¿Cuánto tiempo precisa una persona para empezar a echar de menos el tiempo que le falta? ¿Por qué necesita el ser humano tanto tiempo para poder perderlo?
Crecían sobre mí los bosques de eucalipto, los percebes limoneros y un puñado de legumbres por cada vez que me afeitaba.
Crecían las amapolas tratando de cantarme al oído una copla escrita por el líder de las rebeliones cantonales de Cartagena.
Y creían a mi alrededor los intentos de secuestrarme la cordura aconsejándome a gritos un remedio para el dolor de cervicales.
Pero no es posible enloquecer a un hombre cuerdo si no se está más cuerdo que él.
Aprobé a la primera el carnet de identidad porque no nací con otra alternativa que la de ser como me plazca.
En mi mente se guarecía la opulencia de saberme respetado —cuando yo me levantaba, se sentaba Jurisprudencia—;
mas el cerebro se me moría como una flauta sumergida en cianuro, como un remedio para redimirme de no haber cometido nunca un pecado.
Durante toda mi vida fui un amante del oficio de la salvación.
Salvé a los bajitos de ver el cielo con un microscopio.
Salvé a los santos de poder decepcionarme —el Santoral es una nombradía de esclavos ilustres—.

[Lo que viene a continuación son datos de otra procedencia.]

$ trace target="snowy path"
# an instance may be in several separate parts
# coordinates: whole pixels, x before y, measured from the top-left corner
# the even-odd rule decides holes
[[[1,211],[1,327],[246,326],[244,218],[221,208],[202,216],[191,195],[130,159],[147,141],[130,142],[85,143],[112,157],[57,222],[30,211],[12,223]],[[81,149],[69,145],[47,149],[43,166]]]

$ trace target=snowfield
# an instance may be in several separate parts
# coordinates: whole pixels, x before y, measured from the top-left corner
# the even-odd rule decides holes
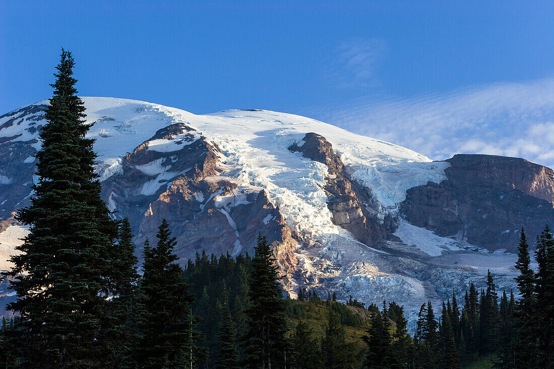
[[[372,190],[382,206],[381,211],[393,215],[397,214],[397,206],[405,199],[407,189],[446,179],[444,171],[448,163],[432,162],[409,149],[293,114],[233,110],[199,115],[144,101],[83,99],[86,124],[91,125],[87,137],[96,139],[101,181],[119,172],[125,155],[172,123],[184,123],[196,130],[192,132],[193,141],[185,137],[188,133],[185,132],[171,140],[151,141],[148,150],[171,152],[201,136],[216,144],[222,152],[222,161],[229,168],[224,175],[233,178],[239,188],[265,189],[289,227],[314,241],[309,248],[301,247],[297,254],[304,279],[297,281],[309,288],[324,293],[337,291],[343,300],[349,294],[368,303],[396,300],[405,304],[411,313],[428,299],[442,301],[453,289],[462,293],[470,281],[478,288],[484,285],[487,269],[482,266],[484,260],[487,268],[499,276],[500,286],[513,285],[511,278],[514,270],[510,266],[510,263],[513,265],[513,255],[471,251],[472,245],[463,240],[440,237],[402,219],[395,233],[401,241],[388,242],[381,250],[354,239],[331,222],[323,189],[326,166],[293,153],[288,147],[294,142],[301,143],[306,133],[323,136],[340,155],[351,177]],[[34,105],[47,104],[44,100]],[[0,119],[0,126],[7,120]],[[20,135],[12,141],[36,139],[38,134],[27,129],[26,124],[0,130],[0,138]],[[33,146],[38,148],[39,144]],[[28,159],[31,163],[34,158]],[[160,186],[168,185],[164,180],[173,176],[170,168],[168,171],[156,161],[136,168],[156,176],[144,184],[140,190],[143,194],[153,194]],[[0,186],[9,181],[0,176]],[[198,199],[204,199],[202,196]],[[229,207],[245,201],[245,197],[218,196],[216,199],[219,211],[236,230]],[[111,209],[113,204],[109,206]],[[264,222],[266,224],[269,220],[266,217]],[[25,230],[12,226],[0,233],[0,268],[8,267],[6,260],[11,250],[20,242],[18,239]],[[234,245],[233,254],[242,249],[240,243]]]

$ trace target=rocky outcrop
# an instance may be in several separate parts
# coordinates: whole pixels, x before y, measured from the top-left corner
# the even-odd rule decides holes
[[[371,190],[350,180],[340,156],[325,137],[308,133],[302,141],[301,145],[294,144],[289,150],[301,152],[305,157],[327,166],[325,189],[329,195],[327,206],[333,223],[367,245],[375,246],[387,239],[394,231],[394,222],[390,214],[383,216],[371,207]]]
[[[554,221],[554,171],[517,158],[457,155],[448,180],[408,190],[408,222],[444,236],[458,235],[490,250],[514,251],[522,227],[533,240]]]
[[[177,150],[151,150],[154,140],[182,142]],[[140,248],[155,240],[162,218],[185,262],[197,252],[254,254],[259,232],[272,244],[290,283],[297,245],[265,191],[239,188],[219,165],[220,151],[186,125],[172,124],[126,156],[117,174],[102,183],[102,196],[118,217],[129,217]]]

Y salvé a las tortugas de sus propios complejos.
Dondequiera que he besado, hice de cada beso un lugar donde salvarme.
Y ahora, oculto entre las migas de una hogaza, clavado a la raíz que más pudo acercarse al centro de la tierra, me beso para pasar las horas en compañía de mis labios porque todo lo que soy ha terminado por gustarme, porque las ocasiones en que dejo de soñarme a mí son para soñar conmigo.